在这项工作中，我们引入了一种结合DFT和机器学习的方法来深入了解氢（HER）和氧（OER）演化反应的金属-有机框架（MOF）光催化剂的化学设计。为了训练我们的机器学习模型，我们使用专用的DFT工作流评估了314个mof的数据集，该工作流计算了封闭和开放外壳mof的五组描述符。我们的数据集由多种选择的QMOF数据库和实验报道的MOF光催化剂组成。此外，为了确保数据集的平衡，我们设计了一组mof (CDP-MOF)，灵感来自于对不同类型光催化材料的见解。

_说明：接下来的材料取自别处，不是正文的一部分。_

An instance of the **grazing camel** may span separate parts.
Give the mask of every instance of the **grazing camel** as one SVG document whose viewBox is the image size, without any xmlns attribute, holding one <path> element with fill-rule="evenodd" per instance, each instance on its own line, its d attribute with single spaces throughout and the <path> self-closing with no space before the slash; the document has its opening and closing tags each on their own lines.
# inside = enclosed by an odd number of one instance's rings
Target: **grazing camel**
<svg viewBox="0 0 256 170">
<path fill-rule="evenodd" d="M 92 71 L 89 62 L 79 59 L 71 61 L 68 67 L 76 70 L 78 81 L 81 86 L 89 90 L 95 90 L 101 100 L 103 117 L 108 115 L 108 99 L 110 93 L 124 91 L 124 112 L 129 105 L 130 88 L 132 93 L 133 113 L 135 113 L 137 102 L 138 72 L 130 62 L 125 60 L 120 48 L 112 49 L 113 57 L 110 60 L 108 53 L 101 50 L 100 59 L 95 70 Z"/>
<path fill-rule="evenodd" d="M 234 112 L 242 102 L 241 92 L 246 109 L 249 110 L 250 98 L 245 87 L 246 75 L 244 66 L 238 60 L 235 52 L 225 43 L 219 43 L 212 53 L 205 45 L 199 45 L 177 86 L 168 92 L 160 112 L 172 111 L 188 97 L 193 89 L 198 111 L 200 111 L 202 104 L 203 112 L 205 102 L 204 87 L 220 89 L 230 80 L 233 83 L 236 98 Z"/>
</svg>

我们的机器学习方法使我们能够筛选整个QMOF和CDP-MOF数据库，以寻找有希望的候选者。我们对化学设计空间的分析表明，我们有许多材料具有合适的电子和空穴空间重叠，带隙，带边对准HER和载流子有效质量。然而，我们在QMOF数据库中发现，只有非常小比例的材料也具有正确的带边对准OER。利用CDP-MOF数据库，我们成功地定位了可能具有正确OER波段对准的构建块，并且确实获得了更大比例的符合该标准的材料。其中，一些基序非常引人注目，如金吡唑酸酯、钛簇和棒状金属节点，以及用Mn4Ca簇设计的特殊MOF，它模仿了光合作用光系统II中的OER中心。

本文章由计算机程序翻译，如有差异，请以英文原文为准。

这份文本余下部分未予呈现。